Dr. Valerie Sims
Research interests: human-computer interaction, human-animal interaction, and individual differences in spatial ability
Dr. Matthew Chin
Research interests: intergroup discrimination, social identity, human-animal interaction, and human-robot interaction
Jason is a doctoral candidate in the Applied Experimental and Human Factors Psychology PhD program at the University of Central Florida. Jason received an MA in Spanish and an MS in Experimental Psychology from Georgia Southern University. His interests are at the intersection of cognition, technology, and human decision-making. Jason’s current research examines the impact of descriptive influence on decision-making under uncertainty. The intention of such research is to explore aspects of perceptual threat detection and risk analysis as to improve adaptive cognitions and behaviors in response to emergency warnings (i.e., tornadoes, hurricanes, terrorist attacks).
Briana is a doctoral candidate in the Human Factors and Cognitive Psychology PhD program. She received her Bachelor’s degree from Georgia Institute of Technology in 2018 with a major in Psychology and a minor in Industrial Design. Her research interests lie in cognitive mechanisms and dynamic coordination of teams, both Human-Human and Human-Technology.
Kristen is a fourth year student in the Human Factors and Cognitive Psychology PhD program at University of Central Florida. She received her Bachelor’s in 2019 with a dual major in Psychology and English/Creative Writing at SUNY Binghamton. Her research interests include UI and UX design, game and simulation design, game learning, the relationship between video games and cognition, and how technology influences human communication and relationships. Kristen serves as the lab manager of the ACAT lab.
Gabby is a third-year student in the Human Factors and Cognitive Psychology Doctoral program at the University of Central Florida (UCF). She received her Bachelor’s in Fall 2019 from UCF in Psychology with a minor in Cognitive Sciences. Her primary research interests are risk perception and visual attention. Her most recent work explores (1) people’s knowledge and risk perception of indoor and ambient sources of air pollution and (2) whether self-view in video conference platforms behaves as an attentional capturer distracting users from their primary task.

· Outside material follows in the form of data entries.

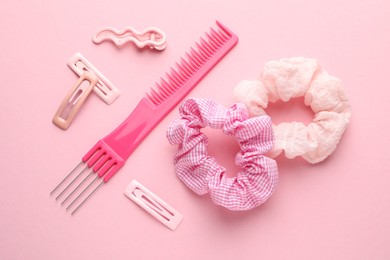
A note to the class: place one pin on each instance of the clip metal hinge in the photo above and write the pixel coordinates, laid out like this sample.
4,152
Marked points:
155,206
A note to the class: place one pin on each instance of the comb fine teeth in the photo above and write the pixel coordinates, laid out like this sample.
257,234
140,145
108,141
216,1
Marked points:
208,50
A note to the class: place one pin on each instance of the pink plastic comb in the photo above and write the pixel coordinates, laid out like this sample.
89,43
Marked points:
111,152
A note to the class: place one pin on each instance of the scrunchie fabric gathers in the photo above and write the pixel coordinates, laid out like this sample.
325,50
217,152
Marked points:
257,180
300,77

Lizzie is a doctoral candidate in the Human Factors and Cognitive Psychology PhD program at the University of Central Florida. She received her Associate’s degree in Applied Computer Technology (2018), Bachelor’s in Human-Centered Computing (2020), and Master’s degree in Human-Computer Interaction (2022) at the Rochester Institute of Technology (RIT). Her research interests include UI and UX design, humans’ behavior with technology as individuals within their many and varied social contexts, and accessibility/inclusive designs. Lizzie has a background in front-end development and has worked on research projects as both a researcher and developer.